On est loin du discours ambiant très majoritaire sur les "progrès" qu'apporteraient les IA génératives ou sur la supposée marche forcée vers ces technologies pour cause d'inéluctabilité ("Si on ne l'utilise pas, on est mort⋅es.") :
En tant qu'enseignant⋅es/formateur⋅rices, il me semble important que nous ne présentions pas uniquement des cas d'usages aux collègues pour "leur vendre" de l'IA : "Regardez comme ça va vous changer/simplifier la vie !" en reprenant sans trop le nuancer le discours commercial des industriels du secteur.
On ne peut pas nier qu'au premier abord les promesses des IA sont très séduisantes, particulièrement pour dégager du temps. Qui le refuserait, surtout quand on croule sous le boulot ? Mais une fois le premier effet "Whaou" passé, qu'en est-il vraiment ? Cette promesse de gain de temps n'est-elle pas illusoire voire une imposture ?

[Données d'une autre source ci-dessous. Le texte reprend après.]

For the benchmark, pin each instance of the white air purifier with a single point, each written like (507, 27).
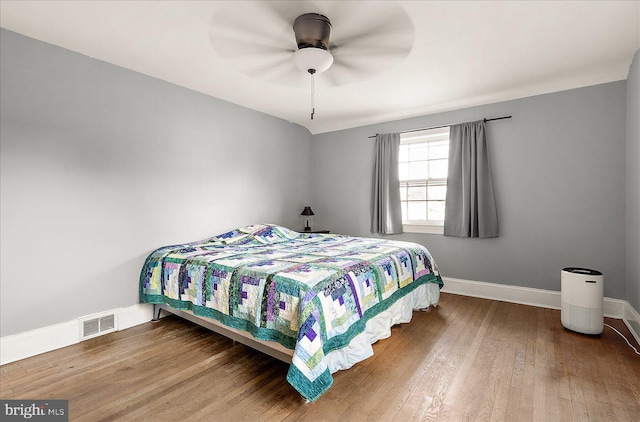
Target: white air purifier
(582, 300)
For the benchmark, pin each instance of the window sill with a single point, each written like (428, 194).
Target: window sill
(422, 228)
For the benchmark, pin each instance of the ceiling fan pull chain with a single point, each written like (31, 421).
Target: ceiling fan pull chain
(313, 105)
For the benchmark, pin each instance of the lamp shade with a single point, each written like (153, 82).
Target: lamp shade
(307, 211)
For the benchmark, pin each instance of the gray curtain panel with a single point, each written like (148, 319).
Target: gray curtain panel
(386, 209)
(470, 210)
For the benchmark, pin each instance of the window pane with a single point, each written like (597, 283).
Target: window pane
(404, 153)
(417, 210)
(418, 152)
(439, 151)
(438, 168)
(437, 192)
(417, 193)
(436, 210)
(418, 170)
(403, 191)
(403, 171)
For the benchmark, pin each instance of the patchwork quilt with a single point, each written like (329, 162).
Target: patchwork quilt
(312, 293)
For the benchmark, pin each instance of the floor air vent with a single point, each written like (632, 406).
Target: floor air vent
(97, 325)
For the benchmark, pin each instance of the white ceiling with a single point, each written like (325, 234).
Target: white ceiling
(464, 53)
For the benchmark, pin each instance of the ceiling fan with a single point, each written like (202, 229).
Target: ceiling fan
(282, 42)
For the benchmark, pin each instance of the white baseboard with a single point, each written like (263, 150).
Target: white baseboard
(612, 308)
(46, 339)
(31, 343)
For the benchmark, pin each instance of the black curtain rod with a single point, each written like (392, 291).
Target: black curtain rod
(441, 126)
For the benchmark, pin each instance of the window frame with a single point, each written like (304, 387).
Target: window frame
(426, 136)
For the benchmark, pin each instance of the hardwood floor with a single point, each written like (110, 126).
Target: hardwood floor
(469, 359)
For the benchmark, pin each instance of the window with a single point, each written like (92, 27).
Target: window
(423, 166)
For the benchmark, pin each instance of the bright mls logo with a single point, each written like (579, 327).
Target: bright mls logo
(35, 410)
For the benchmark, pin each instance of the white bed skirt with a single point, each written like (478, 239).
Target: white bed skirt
(359, 348)
(379, 327)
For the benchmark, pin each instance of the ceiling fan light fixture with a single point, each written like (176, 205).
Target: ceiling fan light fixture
(311, 58)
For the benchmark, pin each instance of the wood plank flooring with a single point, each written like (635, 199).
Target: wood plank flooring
(468, 359)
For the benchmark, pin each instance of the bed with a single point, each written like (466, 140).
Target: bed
(316, 301)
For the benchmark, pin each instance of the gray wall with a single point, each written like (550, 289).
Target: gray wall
(633, 183)
(559, 177)
(101, 165)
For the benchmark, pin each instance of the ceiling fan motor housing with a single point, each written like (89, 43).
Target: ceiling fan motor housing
(312, 30)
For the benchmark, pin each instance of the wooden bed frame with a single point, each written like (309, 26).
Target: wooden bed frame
(270, 348)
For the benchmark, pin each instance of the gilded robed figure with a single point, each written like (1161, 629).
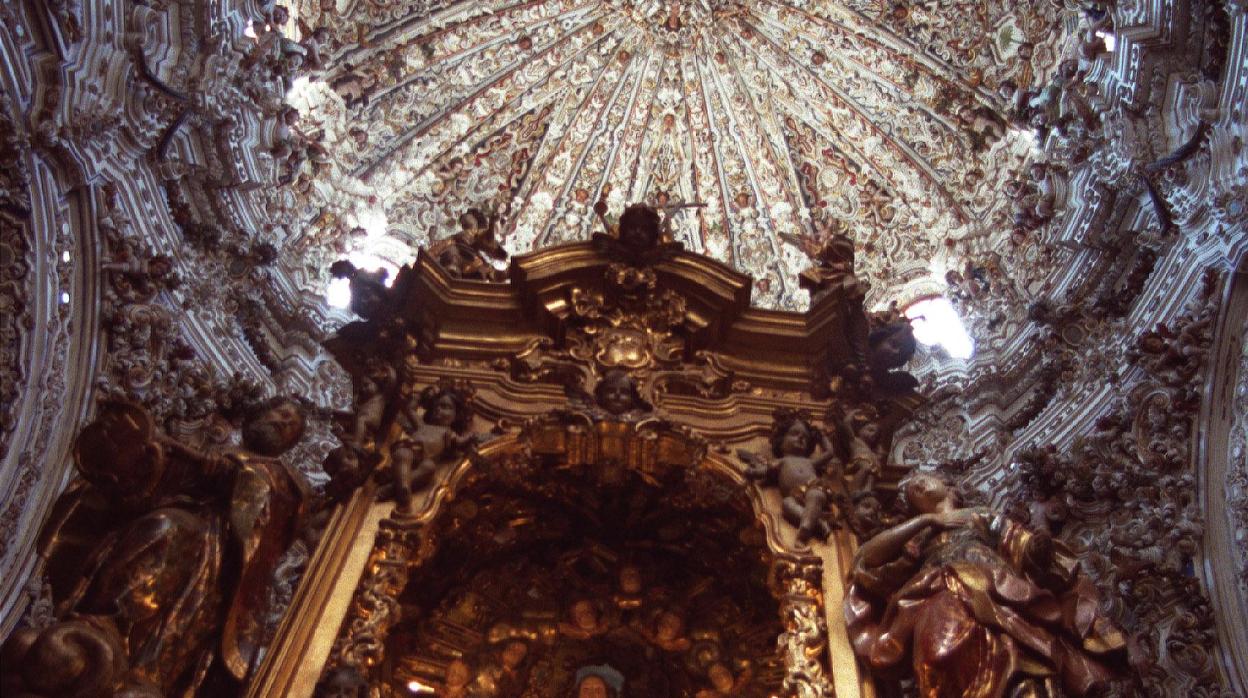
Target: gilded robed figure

On nous annonce que les IA en nous libérant des tâches "ingrates" feront que nous pourrons nous consacrer à des choses qui en valent vraiment la peine : nous allons gagner en efficacité. Dans l'enseignement, nous pourrons mieux accompagner les élèves en difficulté par exemple. Qui peut vraiment le croire ? Ça sera encore une fois l'occasion de dégraisser le mammouth en supprimant des postes (prévision transposable à tous les services publics).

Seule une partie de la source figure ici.